Zeitlich begrenzte Überlassung des Eigentums an Betriebsvorrichtungen
Im Streitfall stand die Umgestaltung der bisherigen Mitvermietung von Betriebsvorrichtungen in eine auf die Dauer des Mietverhältnisses begrenzte Eigentumsüberlassung an den Mieter zur Beurteilung.
Finanzamt: Steuerlich unbeachtliche Scheinkonstruktion
Das Finanzamt hatte die entsprechende Änderung des Mietvertrages als Missbrauch rechtlicher Gestaltungsmöglichkeiten im Sinne des § 42 AO und/oder als steuerlich unbeachtliche Scheinkonstruktion im Sinne des § 41 Abs. 2 Satz 1 AO bewertet.
Hiergegen wandte die Klägerseite außersteuerliche Gestaltungsgründe in Gestalt der Reduzierung von administrativem Aufwand und eine fortan erleichterte Bilanzierung ein. Darüber hinaus sei die Eigentumsüberlassung unentgeltlich, so dass diese gewerbeertragsneutral sei.

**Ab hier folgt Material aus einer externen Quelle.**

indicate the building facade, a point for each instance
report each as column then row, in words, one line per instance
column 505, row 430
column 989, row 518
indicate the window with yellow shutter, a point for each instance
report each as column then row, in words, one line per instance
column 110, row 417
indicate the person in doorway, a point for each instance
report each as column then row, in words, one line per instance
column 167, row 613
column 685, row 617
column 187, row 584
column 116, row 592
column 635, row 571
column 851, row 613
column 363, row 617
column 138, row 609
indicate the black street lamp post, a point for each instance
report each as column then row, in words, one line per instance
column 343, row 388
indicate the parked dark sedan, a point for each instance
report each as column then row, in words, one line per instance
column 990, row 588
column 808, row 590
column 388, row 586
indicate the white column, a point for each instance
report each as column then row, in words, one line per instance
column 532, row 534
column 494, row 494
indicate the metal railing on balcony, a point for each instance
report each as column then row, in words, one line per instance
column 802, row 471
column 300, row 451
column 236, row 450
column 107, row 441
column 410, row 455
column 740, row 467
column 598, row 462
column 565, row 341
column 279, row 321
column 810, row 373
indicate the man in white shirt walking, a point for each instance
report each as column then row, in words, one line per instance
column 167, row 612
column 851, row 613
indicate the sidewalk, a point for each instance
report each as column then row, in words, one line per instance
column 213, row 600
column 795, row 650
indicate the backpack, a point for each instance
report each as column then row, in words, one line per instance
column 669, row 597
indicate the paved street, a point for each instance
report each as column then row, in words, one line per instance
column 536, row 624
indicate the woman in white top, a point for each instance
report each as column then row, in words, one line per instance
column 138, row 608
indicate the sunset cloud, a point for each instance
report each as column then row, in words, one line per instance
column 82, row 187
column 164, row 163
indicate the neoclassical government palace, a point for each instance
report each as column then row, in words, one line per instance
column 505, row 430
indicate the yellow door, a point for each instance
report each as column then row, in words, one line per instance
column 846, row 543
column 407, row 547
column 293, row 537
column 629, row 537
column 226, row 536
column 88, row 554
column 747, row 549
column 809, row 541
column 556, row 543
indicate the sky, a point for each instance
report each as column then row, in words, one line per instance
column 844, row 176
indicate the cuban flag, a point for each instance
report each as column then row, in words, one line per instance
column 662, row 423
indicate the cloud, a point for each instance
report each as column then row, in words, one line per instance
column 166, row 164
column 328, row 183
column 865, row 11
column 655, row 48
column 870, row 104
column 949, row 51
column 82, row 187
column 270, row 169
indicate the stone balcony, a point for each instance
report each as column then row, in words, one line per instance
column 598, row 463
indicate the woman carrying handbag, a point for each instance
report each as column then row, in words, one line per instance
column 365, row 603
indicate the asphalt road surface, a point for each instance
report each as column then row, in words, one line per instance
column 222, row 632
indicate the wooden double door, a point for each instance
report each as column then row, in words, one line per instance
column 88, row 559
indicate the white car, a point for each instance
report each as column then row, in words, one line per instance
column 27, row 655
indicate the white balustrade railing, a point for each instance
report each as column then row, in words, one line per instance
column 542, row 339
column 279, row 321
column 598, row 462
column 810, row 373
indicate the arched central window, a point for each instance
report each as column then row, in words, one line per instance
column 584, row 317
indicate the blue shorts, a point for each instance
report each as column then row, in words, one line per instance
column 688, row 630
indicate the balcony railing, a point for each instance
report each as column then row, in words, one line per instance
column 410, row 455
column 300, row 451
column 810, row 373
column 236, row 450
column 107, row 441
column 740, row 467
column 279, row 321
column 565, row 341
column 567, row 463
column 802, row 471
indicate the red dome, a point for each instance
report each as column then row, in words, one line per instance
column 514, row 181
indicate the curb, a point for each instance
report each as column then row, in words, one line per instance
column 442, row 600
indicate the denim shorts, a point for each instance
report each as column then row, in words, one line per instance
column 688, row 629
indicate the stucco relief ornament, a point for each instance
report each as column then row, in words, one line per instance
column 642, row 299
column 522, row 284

FG: Zivilrechtlicher Bedeutungsgehalt
Das Schleswig-Holsteinisches FG hat sich mit der Frage eines Missbrauchs im Sinne des § 42 AO und/oder eines Scheingeschäfts im Sinne des § 41 Abs. 2 AO nicht näher befasst.
Es stellte in seiner Beurteilung entsprechend den Vorgaben des BFH, Urteil v.28.11.2019, III R 34/17, maßgeblich auf den zivilrechtlichen Bedeutungsgehalt der vertraglichen Neuregelung ab. Hierzu hat es wegen der Neutralität des sachenrechtlichen Verfügungsgeschäfts auf den Inhalt des schuldrechtlichen Kausalgeschäfts abgestellt. Der Senat würdigte dieses als entgeltliches echtes Pensionsgeschäft am Hotelinventar, vergleichbar der für Kreditinstitute geltenden Sonderregelung gemäß
§ 340b Abs. 2 HGB.
Die Entgeltlichkeit des Geschäfts leitete das Gerichts indiziell aus der unterbliebenen Reduzierung des Mietzinses und den weiteren Fallumständen ab.
Die vom 4. Senat zugelassenen Revision ist beim BFH unter dem Aktenzeichen IV R 24/21 anhängig.